Trulia ended its first quarter of 2013 with $214.3 million in cash and equivalents. The company operates with merely $9.9 million in short and long term debt, for a net cash position of roughly $204 million. The cash component of the deal stands at roughly $161 million. As such Trulia has sufficient liquidity to finance the deal.
Trulia generated full year revenues of $68.1 million, up 77% on the year before. The company reported a net loss of $10.9 million compared to $6.2 million the year before. In the first quarter, Trulia actually experienced an acceleration of already high growth rates. Revenues rose some 97% to $24.0 million while net losses narrowed to $2.0 million.
Based on Tuesday's closing price of $34.34 the market values Trulia at $950 million, valuing its operating assets around $750 million. This values the company at 11.0 times annual revenues.
Trulia does not pay a dividend at the moment.
Some Historical Perspective
Shares of Trulia went public as recent as September of 2012. The offer price of $17 was set above the preliminary offering range of $14-$16 per share. Shares have seen decent opening day action ending the day around $24 per share.
Shares have seen some weakness falling towards $15 per share in November before commencing on an impressive rally. Shares peaked around $35 in February, and after witnessing a bit of volatility, are settling around these levels.
Investors are applauding the company's accelerating growth. Between 2009 and 2012 revenues almost seven-folded to $68.1 million as the company reported single million losses in each of those years. As growth rates are accelerating into the first quarter, the company is managing to reduce its operating losses.

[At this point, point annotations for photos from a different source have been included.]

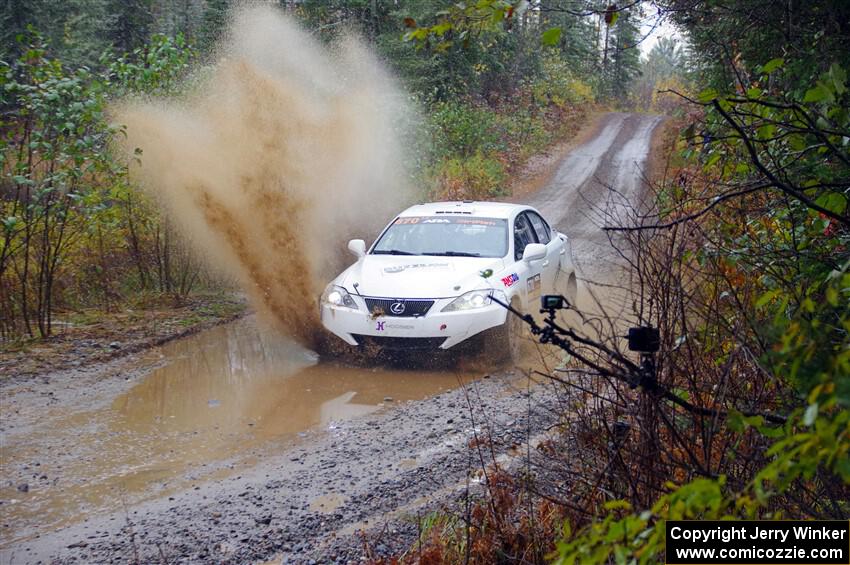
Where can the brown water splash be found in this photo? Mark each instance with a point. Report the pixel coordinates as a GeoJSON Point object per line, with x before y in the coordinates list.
{"type": "Point", "coordinates": [283, 149]}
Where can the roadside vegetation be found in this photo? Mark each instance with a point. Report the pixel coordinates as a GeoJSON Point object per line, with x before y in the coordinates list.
{"type": "Point", "coordinates": [740, 258]}
{"type": "Point", "coordinates": [79, 239]}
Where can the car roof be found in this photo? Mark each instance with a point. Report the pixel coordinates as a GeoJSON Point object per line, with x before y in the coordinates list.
{"type": "Point", "coordinates": [465, 207]}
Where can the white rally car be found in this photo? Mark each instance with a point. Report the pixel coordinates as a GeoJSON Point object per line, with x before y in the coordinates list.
{"type": "Point", "coordinates": [427, 281]}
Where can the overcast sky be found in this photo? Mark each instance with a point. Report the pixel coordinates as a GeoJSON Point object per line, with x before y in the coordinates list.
{"type": "Point", "coordinates": [664, 29]}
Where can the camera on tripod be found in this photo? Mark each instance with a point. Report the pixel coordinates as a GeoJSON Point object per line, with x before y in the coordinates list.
{"type": "Point", "coordinates": [553, 302]}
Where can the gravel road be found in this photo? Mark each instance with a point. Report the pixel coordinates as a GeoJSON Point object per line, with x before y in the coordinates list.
{"type": "Point", "coordinates": [309, 500]}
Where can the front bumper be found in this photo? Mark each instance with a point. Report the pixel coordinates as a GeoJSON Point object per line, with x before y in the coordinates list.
{"type": "Point", "coordinates": [436, 329]}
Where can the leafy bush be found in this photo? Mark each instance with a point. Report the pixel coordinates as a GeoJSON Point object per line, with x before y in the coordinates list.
{"type": "Point", "coordinates": [478, 177]}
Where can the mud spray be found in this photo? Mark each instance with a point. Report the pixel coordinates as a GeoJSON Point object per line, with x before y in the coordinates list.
{"type": "Point", "coordinates": [283, 149]}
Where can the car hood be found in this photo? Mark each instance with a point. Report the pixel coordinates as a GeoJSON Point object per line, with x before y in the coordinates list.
{"type": "Point", "coordinates": [409, 276]}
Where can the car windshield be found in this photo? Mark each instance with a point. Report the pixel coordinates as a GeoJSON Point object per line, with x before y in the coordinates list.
{"type": "Point", "coordinates": [449, 236]}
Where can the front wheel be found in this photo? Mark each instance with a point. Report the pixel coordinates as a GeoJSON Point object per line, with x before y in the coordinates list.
{"type": "Point", "coordinates": [504, 344]}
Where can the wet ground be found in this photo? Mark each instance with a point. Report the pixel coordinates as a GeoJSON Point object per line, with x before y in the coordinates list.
{"type": "Point", "coordinates": [216, 397]}
{"type": "Point", "coordinates": [237, 446]}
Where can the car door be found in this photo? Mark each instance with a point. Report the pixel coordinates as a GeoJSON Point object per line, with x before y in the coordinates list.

It will be interesting to see how investors will react to the proposed deal. The nature of the deal is of a highly strategic nature as the combination hopes to deliver superior services to prospective house buyers, sellers and real estate agents. Undoubtedly the deal will result in sales and organizational synergies, although the size of these have not been specified yet.
Both companies are reporting modest losses, so best is to compare the valuations on revenue multiples. The deal values Market Leader at 7.4 times 2012's annual revenues, a sizable discount to Trulia's valuation at 11.0 times annual revenues. Yet Trulia has superior growth rates, as 2012's revenues grew 77% on the year compared to 32% for Market Leader.
With an expected 31.7 million shares outstanding following completion of the deal, Trulia will have a market capitalization of $1.09 billion as the company operates with a net cash position of around $60 million. Operating assets are valued around $1.03 billion, valuing operations at 9.1 times 2012's annual revenues of $113 million.
With some 46,000 premium subscribers the company hopes to outperform Zillow (NASDAQ:Z) in creating a premier nationwide home search engine with related services. By creating a market leader, the pair hopes to be optimally positioned to benefit from the housing recovery. The company will be able to offer superior desktop and mobile solutions.
Back in September of last year, following the public offering of Trulia, I took a look at the company's prospects. At the time I concluded that shares are anything but cheap on a traditional valuation standpoint, yet the total valuation was only half a billion. Given the massive audience, prospects of good mobile user subscription growth, and strong overall visitor growth, shares might be rather cheap.
Shares have risen some 50% from that point in time. Giving this nice strategic deal and the continued recovery in the housing market I reiterate my standpoint.
Disclosure: I have no positions in any stocks mentioned, and no plans to initiate any positions within the next 72 hours. I wrote this article myself, and it expresses my own opinions. I am not receiving compensation for it (other than from Seeking Alpha). I have no business relationship with any company whose stock is mentioned in this article.